Towards Robust and Reliable Concept Representations: Reliability-Enhanced Concept Embedding Model
This work addresses reliability issues in interpretable AI models for researchers and practitioners, though it is incremental as it builds on existing CBMs with specific enhancements.
The paper tackled the problem of unreliable concept representations in Concept Bottleneck Models (CBMs), which can undermine robustness under distribution shifts, and proposed RECEM with concept-level disentanglement and mixup to improve reliability, resulting in consistent outperformance of baselines across multiple datasets under background and domain shifts.

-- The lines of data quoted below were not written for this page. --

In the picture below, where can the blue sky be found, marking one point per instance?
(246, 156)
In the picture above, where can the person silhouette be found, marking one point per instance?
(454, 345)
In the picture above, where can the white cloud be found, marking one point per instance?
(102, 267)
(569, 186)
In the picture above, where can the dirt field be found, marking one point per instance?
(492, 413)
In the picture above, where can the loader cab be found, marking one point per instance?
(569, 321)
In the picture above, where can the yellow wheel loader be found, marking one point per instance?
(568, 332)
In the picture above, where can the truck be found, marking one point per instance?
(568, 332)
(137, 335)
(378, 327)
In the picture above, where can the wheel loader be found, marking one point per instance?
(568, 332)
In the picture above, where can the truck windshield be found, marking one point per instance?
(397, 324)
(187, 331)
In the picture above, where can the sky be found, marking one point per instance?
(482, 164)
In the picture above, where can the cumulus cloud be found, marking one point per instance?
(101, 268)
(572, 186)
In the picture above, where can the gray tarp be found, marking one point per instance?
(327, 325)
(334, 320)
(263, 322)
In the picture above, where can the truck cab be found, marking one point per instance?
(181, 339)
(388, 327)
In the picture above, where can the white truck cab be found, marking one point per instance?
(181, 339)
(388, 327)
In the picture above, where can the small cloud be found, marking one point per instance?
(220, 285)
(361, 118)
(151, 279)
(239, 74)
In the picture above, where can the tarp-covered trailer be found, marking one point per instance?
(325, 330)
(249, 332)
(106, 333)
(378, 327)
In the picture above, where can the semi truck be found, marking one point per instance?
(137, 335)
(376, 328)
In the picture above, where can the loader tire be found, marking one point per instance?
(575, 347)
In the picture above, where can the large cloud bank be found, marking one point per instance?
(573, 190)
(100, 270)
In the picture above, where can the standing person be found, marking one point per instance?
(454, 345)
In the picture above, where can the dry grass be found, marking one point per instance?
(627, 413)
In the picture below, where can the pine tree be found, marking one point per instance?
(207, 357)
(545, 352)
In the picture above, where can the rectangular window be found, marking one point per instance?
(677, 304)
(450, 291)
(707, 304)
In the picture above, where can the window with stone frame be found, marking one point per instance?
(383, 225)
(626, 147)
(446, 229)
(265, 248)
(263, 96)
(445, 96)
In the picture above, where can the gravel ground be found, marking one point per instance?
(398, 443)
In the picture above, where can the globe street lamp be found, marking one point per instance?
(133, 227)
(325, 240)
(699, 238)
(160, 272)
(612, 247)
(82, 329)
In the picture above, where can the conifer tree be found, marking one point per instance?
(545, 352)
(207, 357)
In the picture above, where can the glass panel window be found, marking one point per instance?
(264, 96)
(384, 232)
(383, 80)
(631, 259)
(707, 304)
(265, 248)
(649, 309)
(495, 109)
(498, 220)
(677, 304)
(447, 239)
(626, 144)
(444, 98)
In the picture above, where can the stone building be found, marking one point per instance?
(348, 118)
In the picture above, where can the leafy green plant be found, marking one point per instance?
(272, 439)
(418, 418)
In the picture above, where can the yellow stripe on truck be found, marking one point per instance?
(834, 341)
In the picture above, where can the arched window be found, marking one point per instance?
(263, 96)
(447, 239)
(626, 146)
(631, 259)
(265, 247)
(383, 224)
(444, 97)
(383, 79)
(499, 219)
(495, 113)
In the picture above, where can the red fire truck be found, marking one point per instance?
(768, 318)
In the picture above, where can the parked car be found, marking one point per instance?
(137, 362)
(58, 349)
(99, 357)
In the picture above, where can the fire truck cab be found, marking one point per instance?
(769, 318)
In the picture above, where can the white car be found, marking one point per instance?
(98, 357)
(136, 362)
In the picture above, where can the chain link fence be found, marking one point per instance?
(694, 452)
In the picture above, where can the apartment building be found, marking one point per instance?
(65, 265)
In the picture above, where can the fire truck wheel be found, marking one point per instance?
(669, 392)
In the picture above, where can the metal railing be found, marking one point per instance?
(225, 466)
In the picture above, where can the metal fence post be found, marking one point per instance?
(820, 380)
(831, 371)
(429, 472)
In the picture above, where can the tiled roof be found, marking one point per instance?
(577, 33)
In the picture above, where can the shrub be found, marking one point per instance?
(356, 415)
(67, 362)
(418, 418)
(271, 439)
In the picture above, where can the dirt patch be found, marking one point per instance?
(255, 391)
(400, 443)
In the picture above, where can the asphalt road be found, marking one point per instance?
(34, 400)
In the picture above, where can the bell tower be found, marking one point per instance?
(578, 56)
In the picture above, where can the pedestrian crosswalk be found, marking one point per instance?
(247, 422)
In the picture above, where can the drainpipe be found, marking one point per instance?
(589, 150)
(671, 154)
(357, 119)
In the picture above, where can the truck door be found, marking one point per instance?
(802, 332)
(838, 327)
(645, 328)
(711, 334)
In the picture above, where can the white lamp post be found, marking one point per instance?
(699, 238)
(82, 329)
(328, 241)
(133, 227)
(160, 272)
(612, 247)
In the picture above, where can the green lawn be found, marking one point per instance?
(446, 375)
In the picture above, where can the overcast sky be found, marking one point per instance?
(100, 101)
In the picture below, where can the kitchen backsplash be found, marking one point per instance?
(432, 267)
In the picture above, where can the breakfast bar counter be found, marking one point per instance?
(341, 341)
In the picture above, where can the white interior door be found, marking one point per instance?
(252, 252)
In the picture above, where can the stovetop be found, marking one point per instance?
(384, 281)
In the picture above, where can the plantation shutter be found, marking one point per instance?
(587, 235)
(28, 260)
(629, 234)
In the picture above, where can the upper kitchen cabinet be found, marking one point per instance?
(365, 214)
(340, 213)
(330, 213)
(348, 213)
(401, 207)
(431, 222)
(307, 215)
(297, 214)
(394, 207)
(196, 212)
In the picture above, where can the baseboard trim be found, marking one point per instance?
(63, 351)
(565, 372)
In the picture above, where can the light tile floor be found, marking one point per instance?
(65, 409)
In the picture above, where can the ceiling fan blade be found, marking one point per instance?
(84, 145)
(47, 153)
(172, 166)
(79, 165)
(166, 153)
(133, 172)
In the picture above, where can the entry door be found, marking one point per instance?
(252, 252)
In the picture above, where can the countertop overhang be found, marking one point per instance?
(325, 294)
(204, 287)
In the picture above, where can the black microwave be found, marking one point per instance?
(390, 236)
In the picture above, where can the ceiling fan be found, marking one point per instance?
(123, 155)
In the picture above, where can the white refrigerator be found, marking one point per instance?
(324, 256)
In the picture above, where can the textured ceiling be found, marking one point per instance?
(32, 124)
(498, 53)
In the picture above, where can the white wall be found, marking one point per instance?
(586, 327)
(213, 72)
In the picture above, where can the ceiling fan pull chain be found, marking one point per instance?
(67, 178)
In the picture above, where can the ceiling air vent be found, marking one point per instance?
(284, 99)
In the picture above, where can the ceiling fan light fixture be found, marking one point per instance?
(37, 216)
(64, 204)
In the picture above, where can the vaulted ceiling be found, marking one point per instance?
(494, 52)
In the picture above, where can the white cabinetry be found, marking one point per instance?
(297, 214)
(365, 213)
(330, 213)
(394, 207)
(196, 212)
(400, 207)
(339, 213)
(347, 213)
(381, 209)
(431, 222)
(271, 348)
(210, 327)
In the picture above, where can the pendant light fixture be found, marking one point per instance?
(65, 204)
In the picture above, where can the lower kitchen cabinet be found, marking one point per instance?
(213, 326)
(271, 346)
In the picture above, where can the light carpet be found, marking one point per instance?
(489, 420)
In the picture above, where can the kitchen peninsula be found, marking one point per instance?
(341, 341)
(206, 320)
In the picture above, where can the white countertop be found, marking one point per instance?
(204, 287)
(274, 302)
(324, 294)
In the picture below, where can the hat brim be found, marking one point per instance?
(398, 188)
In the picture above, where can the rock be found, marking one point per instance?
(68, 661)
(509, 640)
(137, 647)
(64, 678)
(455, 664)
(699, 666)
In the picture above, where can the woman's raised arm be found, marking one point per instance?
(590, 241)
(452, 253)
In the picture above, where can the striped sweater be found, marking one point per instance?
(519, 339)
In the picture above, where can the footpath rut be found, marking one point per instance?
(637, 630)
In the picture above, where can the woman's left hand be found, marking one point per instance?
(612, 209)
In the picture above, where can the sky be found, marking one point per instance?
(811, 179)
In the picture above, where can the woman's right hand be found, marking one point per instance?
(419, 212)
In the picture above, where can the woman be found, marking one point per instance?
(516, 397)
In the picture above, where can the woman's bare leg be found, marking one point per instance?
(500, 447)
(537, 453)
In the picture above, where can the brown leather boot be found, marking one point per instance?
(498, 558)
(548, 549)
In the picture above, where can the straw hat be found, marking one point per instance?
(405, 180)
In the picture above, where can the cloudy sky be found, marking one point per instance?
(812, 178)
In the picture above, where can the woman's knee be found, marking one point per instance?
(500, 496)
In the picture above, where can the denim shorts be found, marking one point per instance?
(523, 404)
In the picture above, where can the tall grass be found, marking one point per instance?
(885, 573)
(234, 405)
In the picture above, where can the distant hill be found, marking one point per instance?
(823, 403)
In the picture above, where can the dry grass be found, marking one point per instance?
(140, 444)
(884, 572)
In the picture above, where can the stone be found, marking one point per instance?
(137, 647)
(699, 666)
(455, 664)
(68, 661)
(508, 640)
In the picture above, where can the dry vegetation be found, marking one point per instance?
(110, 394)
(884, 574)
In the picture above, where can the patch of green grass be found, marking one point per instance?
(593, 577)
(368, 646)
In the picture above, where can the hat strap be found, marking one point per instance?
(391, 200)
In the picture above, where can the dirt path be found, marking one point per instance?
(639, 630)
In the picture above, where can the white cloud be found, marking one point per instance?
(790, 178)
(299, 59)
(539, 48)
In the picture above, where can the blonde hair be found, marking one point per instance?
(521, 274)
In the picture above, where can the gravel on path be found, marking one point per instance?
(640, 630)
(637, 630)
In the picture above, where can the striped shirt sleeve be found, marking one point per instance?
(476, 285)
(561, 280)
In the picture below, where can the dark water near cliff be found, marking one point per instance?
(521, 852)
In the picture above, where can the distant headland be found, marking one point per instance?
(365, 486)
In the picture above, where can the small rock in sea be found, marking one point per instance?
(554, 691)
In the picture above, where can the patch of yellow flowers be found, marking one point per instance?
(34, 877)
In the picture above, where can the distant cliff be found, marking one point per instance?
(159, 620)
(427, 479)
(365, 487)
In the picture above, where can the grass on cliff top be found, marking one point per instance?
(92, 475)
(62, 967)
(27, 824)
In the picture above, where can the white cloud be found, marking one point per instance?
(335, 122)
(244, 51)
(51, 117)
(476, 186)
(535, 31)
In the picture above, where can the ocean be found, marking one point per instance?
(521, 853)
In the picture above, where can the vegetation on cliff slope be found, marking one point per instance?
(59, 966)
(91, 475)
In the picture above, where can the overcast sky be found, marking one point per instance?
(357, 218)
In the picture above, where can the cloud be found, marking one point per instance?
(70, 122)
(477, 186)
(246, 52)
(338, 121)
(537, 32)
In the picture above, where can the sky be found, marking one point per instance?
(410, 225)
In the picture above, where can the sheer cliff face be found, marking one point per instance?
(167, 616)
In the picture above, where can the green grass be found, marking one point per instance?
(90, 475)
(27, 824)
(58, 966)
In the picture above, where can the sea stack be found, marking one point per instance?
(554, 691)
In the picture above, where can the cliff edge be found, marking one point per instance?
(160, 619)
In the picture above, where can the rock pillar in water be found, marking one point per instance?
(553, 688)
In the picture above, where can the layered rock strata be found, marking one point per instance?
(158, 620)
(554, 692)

Concept Bottleneck Models (CBMs) aim to enhance interpretability by predicting human-understandable concepts as intermediates for decision-making. However, these models often face challenges in ensuring reliable concept representations, which can propagate to downstream tasks and undermine robustness, especially under distribution shifts. Two inherent issues contribute to concept unreliability: sensitivity to concept-irrelevant features (e.g., background variations) and lack of semantic consistency for the same concept across different samples. To address these limitations, we propose the Reliability-Enhanced Concept Embedding Model (RECEM), which introduces a two-fold strategy: Concept-Level Disentanglement to separate irrelevant features from concept-relevant information and a Concept Mixup mechanism to ensure semantic alignment across samples. These mechanisms work together to improve concept reliability, enabling the model to focus on meaningful object attributes and generate faithful concept representations. Experimental results demonstrate that RECEM consistently outperforms existing baselines across multiple datasets, showing superior performance under background and domain shifts. These findings highlight the effectiveness of disentanglement and alignment strategies in enhancing both reliability and robustness in CBMs.